I'm Rob DiPietro, a PhD student in the Department of Computer Science at Johns Hopkins, where I'm advised by Gregory D. Hager. My research focuses on machine learning for complex time-series data, applied primarily to health care. For example, is it possible to learn meaningful representations of surgical motion without supervision? And can we use these representations to improve automated skill assessment and automated coaching during surgical training?
Our paper on surgical activity recognition has been accepted as an oral presentation at MICCAI 2016:
R. DiPietro, C. Lea, A. Malpani, N. Ahmidi, S. Vedula, G.I. Lee, M.R. Lee, G.D. Hager: Recognizing Surgical Activities with Recurrent Neural Networks. Medical Image Computing and Computer Assisted Intervention (2016).
Here we learn meaningful representations of surgical motion, without supervision, by learning to predict the future. This is accomplished by combining an RNN encoder-decoder with mixture density networks to model the distribution over future motion given past motion.
The visualization shows 2-D dimensionality reductions (using t-SNE) of our obtained encodings, colored according to high-level activity, which we emphasize were not used during training. The 3 primary activities are suture throw (green), knot tying (orange), and grasp pull run suture (red), while the final activity, intermaneuver segment (blue), encompasses everything that occurs in between the primary activities.
(Under submission; link to paper and PyTorch code coming soon.)
Here we develop mixed history recurrent neural networks (MIST RNNs), which use an attention mechanism over exponentially-spaced delays to the past in order to capture extremely long-term dependencies.

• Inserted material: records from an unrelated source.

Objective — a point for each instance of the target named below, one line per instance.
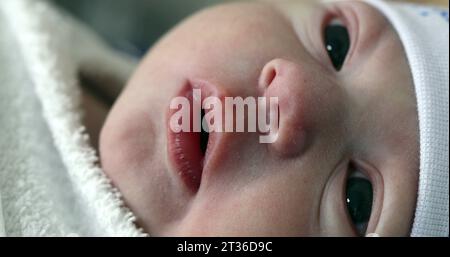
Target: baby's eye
(359, 198)
(337, 42)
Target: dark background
(132, 25)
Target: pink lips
(184, 150)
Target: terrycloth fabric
(424, 32)
(50, 183)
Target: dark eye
(337, 43)
(359, 199)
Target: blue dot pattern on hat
(430, 11)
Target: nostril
(267, 76)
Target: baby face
(346, 158)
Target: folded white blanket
(50, 182)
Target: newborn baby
(346, 159)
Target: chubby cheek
(270, 206)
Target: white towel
(50, 184)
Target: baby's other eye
(359, 199)
(337, 42)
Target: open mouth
(187, 151)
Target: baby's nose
(293, 85)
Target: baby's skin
(345, 162)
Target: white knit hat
(424, 32)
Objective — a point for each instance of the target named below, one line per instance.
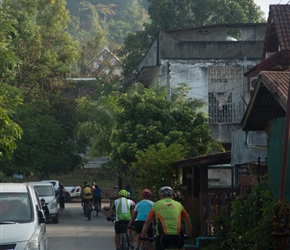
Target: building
(213, 65)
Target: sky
(264, 4)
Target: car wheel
(67, 197)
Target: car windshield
(44, 190)
(15, 207)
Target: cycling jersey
(87, 193)
(123, 208)
(169, 213)
(142, 208)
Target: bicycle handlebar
(185, 237)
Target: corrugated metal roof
(213, 159)
(269, 100)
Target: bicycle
(88, 208)
(171, 246)
(98, 207)
(124, 237)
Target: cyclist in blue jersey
(139, 217)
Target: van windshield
(45, 190)
(15, 207)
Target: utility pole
(284, 165)
(168, 81)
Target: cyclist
(87, 196)
(97, 195)
(122, 207)
(169, 214)
(131, 231)
(139, 216)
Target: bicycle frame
(88, 205)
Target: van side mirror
(41, 217)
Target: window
(220, 107)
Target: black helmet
(166, 191)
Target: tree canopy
(133, 126)
(38, 52)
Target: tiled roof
(278, 27)
(278, 84)
(269, 100)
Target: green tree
(10, 131)
(147, 118)
(154, 167)
(41, 53)
(47, 145)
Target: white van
(22, 222)
(46, 191)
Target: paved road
(75, 232)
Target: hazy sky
(264, 4)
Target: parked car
(22, 221)
(46, 191)
(70, 191)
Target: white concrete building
(213, 64)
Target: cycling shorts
(164, 241)
(121, 226)
(139, 225)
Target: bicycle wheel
(142, 247)
(88, 211)
(123, 242)
(97, 207)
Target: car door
(43, 241)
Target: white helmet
(166, 191)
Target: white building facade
(212, 64)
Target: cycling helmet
(146, 194)
(166, 191)
(123, 192)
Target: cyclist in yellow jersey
(123, 212)
(169, 214)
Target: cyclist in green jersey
(169, 214)
(123, 209)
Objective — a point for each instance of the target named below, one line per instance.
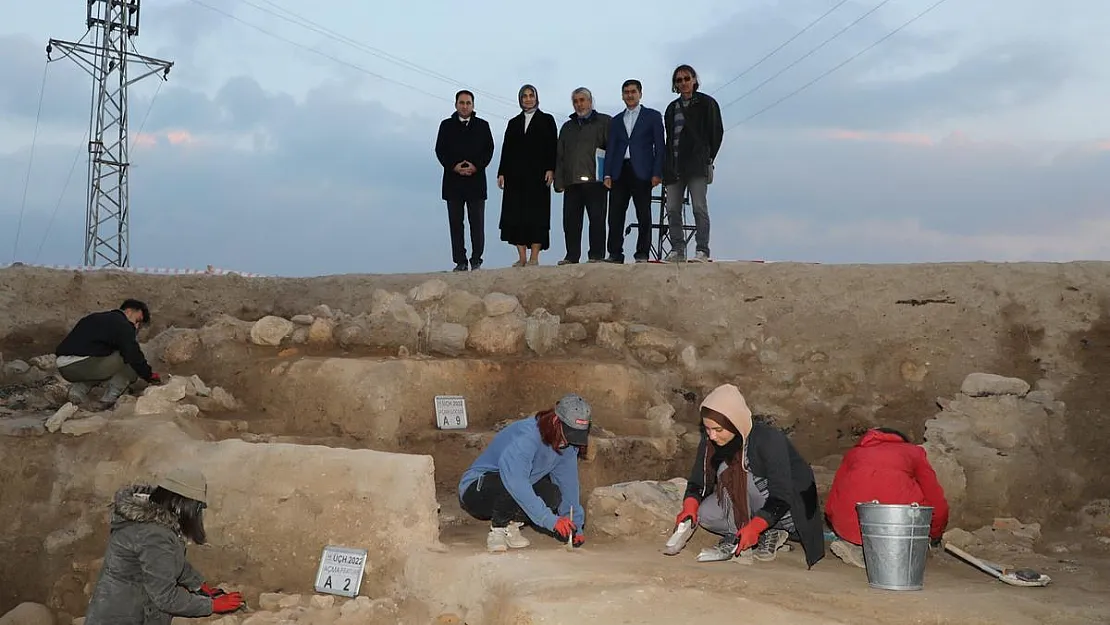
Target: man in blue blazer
(633, 167)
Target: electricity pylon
(112, 23)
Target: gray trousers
(94, 370)
(676, 193)
(718, 518)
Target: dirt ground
(618, 582)
(823, 351)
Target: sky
(296, 142)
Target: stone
(181, 346)
(54, 423)
(28, 613)
(661, 420)
(197, 387)
(497, 335)
(82, 426)
(641, 336)
(688, 358)
(611, 335)
(46, 362)
(17, 368)
(22, 427)
(591, 314)
(447, 339)
(636, 510)
(271, 331)
(572, 332)
(322, 331)
(431, 291)
(541, 331)
(988, 384)
(462, 306)
(497, 304)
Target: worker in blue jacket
(530, 472)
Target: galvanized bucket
(896, 544)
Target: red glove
(226, 603)
(564, 526)
(749, 534)
(689, 511)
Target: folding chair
(662, 247)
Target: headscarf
(726, 401)
(520, 98)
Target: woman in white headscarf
(750, 485)
(525, 175)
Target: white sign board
(451, 412)
(341, 571)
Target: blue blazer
(646, 147)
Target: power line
(784, 44)
(30, 162)
(843, 63)
(809, 53)
(325, 54)
(315, 27)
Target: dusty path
(633, 583)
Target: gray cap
(188, 483)
(575, 414)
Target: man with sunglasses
(695, 131)
(104, 346)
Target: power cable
(784, 44)
(325, 54)
(809, 53)
(315, 27)
(845, 62)
(30, 163)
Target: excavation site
(310, 405)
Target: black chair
(662, 248)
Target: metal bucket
(896, 544)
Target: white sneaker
(515, 540)
(497, 540)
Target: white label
(341, 570)
(451, 412)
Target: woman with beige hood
(750, 485)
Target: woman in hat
(750, 485)
(530, 472)
(145, 578)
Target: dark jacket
(145, 578)
(578, 141)
(457, 142)
(790, 484)
(646, 145)
(103, 333)
(884, 466)
(698, 142)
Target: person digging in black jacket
(104, 346)
(145, 578)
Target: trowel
(1026, 577)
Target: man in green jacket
(576, 177)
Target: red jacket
(883, 466)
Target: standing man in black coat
(465, 148)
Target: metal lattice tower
(107, 58)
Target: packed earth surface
(310, 405)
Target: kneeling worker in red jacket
(884, 466)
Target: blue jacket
(646, 144)
(522, 459)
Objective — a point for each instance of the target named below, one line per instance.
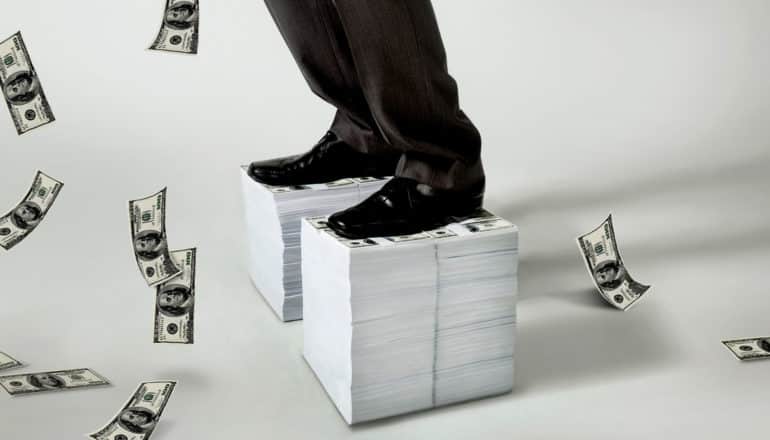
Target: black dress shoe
(404, 207)
(330, 159)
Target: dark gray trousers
(382, 64)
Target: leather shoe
(330, 159)
(404, 206)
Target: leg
(401, 66)
(314, 34)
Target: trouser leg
(401, 67)
(316, 39)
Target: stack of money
(400, 324)
(273, 215)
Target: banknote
(749, 349)
(17, 224)
(140, 415)
(175, 302)
(7, 362)
(21, 86)
(604, 263)
(148, 233)
(51, 381)
(179, 31)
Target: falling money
(21, 86)
(749, 349)
(17, 224)
(179, 31)
(7, 362)
(140, 415)
(175, 302)
(51, 381)
(148, 233)
(607, 269)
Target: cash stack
(399, 324)
(273, 215)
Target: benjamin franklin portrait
(27, 215)
(45, 381)
(181, 15)
(174, 300)
(137, 420)
(149, 245)
(21, 87)
(609, 274)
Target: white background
(656, 111)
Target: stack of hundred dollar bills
(400, 324)
(273, 215)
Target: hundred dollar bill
(21, 86)
(179, 31)
(51, 381)
(749, 349)
(175, 303)
(602, 258)
(7, 362)
(148, 233)
(17, 224)
(140, 415)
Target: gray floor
(654, 111)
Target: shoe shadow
(577, 349)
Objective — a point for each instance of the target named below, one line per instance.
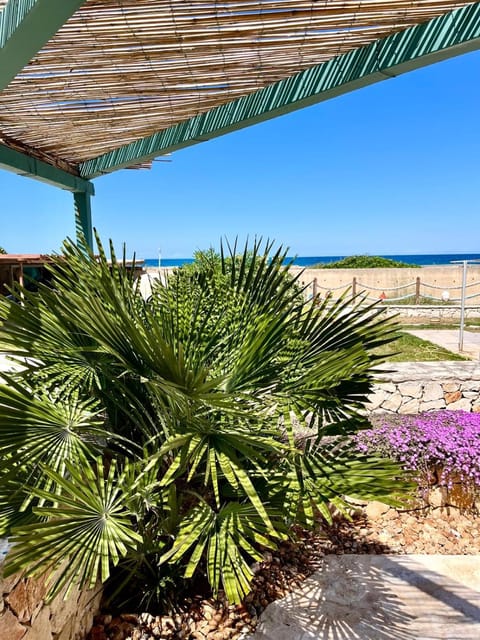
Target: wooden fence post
(417, 290)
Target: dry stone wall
(24, 614)
(412, 387)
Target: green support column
(83, 218)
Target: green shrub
(364, 262)
(154, 442)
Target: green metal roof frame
(26, 165)
(449, 35)
(25, 27)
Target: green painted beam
(25, 165)
(83, 219)
(25, 27)
(449, 35)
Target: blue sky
(389, 169)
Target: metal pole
(462, 307)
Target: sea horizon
(420, 259)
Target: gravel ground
(375, 529)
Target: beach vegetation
(408, 348)
(364, 262)
(147, 445)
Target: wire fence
(416, 292)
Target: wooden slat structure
(115, 83)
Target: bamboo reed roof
(121, 70)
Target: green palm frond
(85, 530)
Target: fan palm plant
(162, 437)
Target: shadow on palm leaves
(155, 443)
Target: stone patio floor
(380, 597)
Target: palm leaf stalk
(162, 437)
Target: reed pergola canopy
(91, 86)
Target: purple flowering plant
(439, 447)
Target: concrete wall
(393, 282)
(24, 615)
(412, 387)
(445, 314)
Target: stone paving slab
(434, 370)
(380, 597)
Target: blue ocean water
(422, 259)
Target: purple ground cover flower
(442, 446)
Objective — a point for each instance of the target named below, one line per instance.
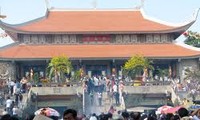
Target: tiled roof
(94, 21)
(96, 51)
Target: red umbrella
(172, 110)
(163, 108)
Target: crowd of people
(71, 114)
(96, 85)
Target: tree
(136, 65)
(58, 67)
(193, 75)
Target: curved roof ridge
(26, 23)
(192, 19)
(182, 44)
(92, 9)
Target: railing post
(83, 100)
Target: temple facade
(98, 41)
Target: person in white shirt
(93, 117)
(9, 103)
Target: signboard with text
(96, 38)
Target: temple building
(99, 41)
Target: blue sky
(173, 11)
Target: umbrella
(172, 110)
(163, 108)
(47, 112)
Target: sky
(172, 11)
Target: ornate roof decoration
(160, 51)
(61, 21)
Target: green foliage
(193, 38)
(59, 66)
(192, 74)
(135, 66)
(36, 78)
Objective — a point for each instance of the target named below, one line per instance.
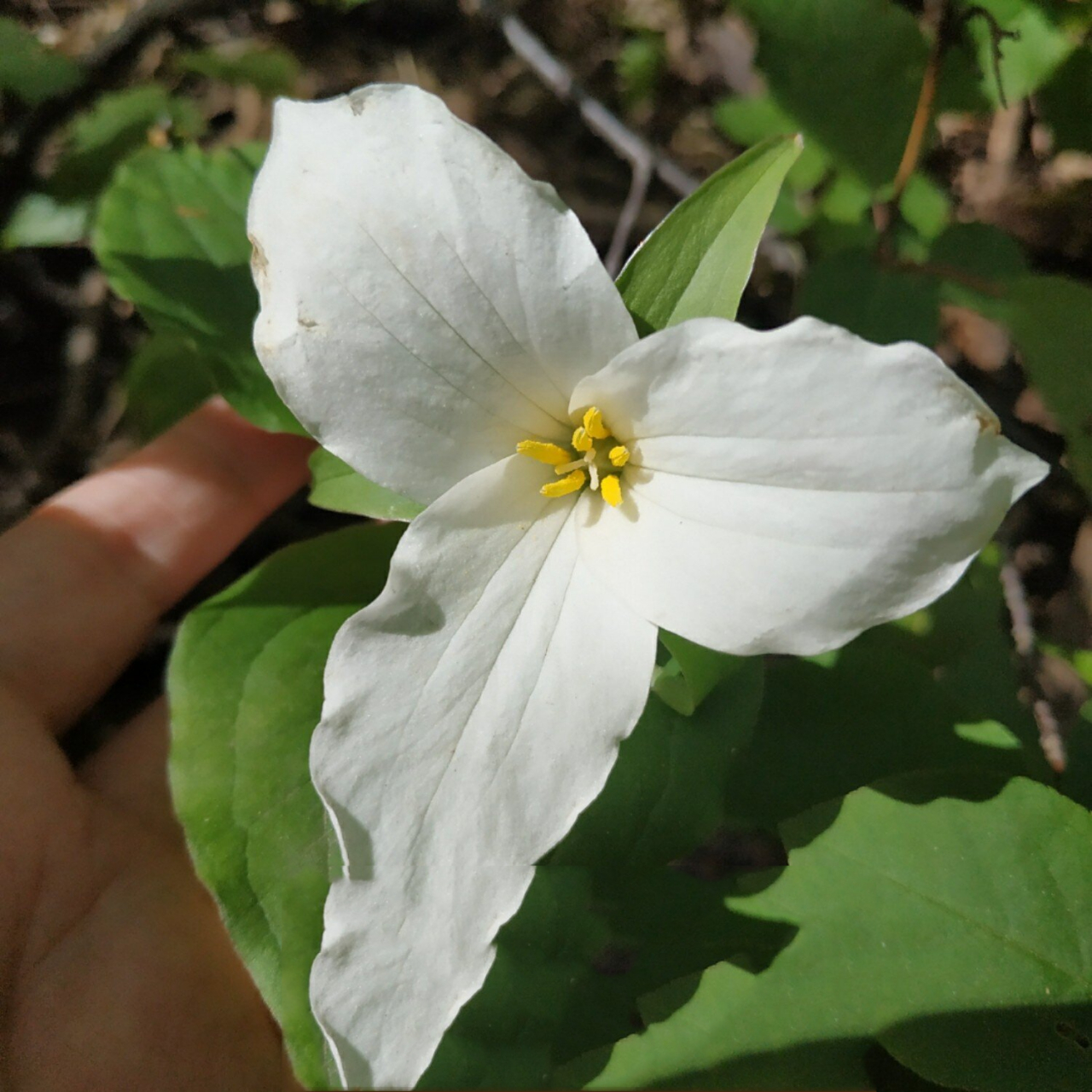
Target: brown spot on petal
(259, 264)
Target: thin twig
(1031, 664)
(629, 145)
(997, 36)
(102, 68)
(627, 218)
(923, 112)
(885, 215)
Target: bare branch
(629, 145)
(1031, 664)
(104, 67)
(635, 202)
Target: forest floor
(65, 340)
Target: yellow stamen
(549, 453)
(569, 484)
(581, 440)
(611, 488)
(594, 426)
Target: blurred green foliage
(904, 773)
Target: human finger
(84, 578)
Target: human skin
(116, 971)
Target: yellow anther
(569, 484)
(549, 453)
(611, 488)
(594, 426)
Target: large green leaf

The visualization shows gradient norms as a function of delay, $\tau$. These norms can be interpreted as how much learning signal is available for a loss at time $t$ from events at time $t - \tau$ of the past.
For more information, please see our paper, which was accepted as a workshop paper at ICLR 2018. Code for an older version of our paper can also be found here; we hope to release an updated version soon (now in PyTorch).
Here we apply long short-term memory to the task of surgical activity recognition from motion (e.g., x, y, z over time), and in doing so improve state-of-the-art performance in terms of both accuracy and edit distance.
The visualization shows results for three test sequences: best performance (top), median performance (middle), and worst performance (bottom), as measured by accuracy. In all cases, we are recognizing 4 activities over time – suture throw (black), knot tying (blue), grasp pull run suture (green), and intermaneuver segment (yellow) – showing ground truth labels above and predictions below.
Nowadays nearly all of my code is written using Python, NumPy, and PyTorch. I moved to PyTorch from TensorFlow in 2017, and my experience has resembled Andrej Karpathy's :).
Some of my projects can be found here: GitHub
I've fortunately had the chance to teach quite a bit at Hopkins. I love teaching, despite its tendency to devour time.